Once upon a time ... the notchback
09/15/2023
If you're not hunched over looking at your cell phone at the streetcar stop, but rather observing your surroundings with attentive eyes, you'll quickly notice: only weird people around me! Of course, this doesn't refer so much to the cell phone gawkers waiting in the wings, but mainly to the cars whose rear ends pass you by at different angles of inclination, but always without a kink between the edge of the roof and the bumper.
Between all the compact cars, estate cars, vans and SUVs of all shapes and sizes, you suddenly ask yourself: where has the classic saloon actually gone? The body shape that once represented the standard for passenger transportation, when practical large hatchbacks were still reserved for less impressive commercial vehicles.

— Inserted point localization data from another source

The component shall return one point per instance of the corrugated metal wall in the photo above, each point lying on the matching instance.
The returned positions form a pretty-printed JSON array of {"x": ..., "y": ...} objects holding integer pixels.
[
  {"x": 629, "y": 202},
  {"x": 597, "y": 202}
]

A hatchback with a large loading hatch may be more practical, but it is also significantly less elegant. Even an Opel Kadett B with its small rucksack looks a lot more stately than a modern Astra with a steep tailgate. In the past, notchback versions of small cars were even built specifically for the Spanish market because they looked more like a "real" car and were better suited for representation.
A sedan is still the most elegant way of wasting space. While a modern SUV still feigns usefulness with its hatchback, the traditional notchback is open about its lack of load volume: "I can afford to do without the storage space above the fender line." That's why the Opel Kapitän was never available as a caravan. Those who drove it didn't have transport problems - they had staff to deal with them.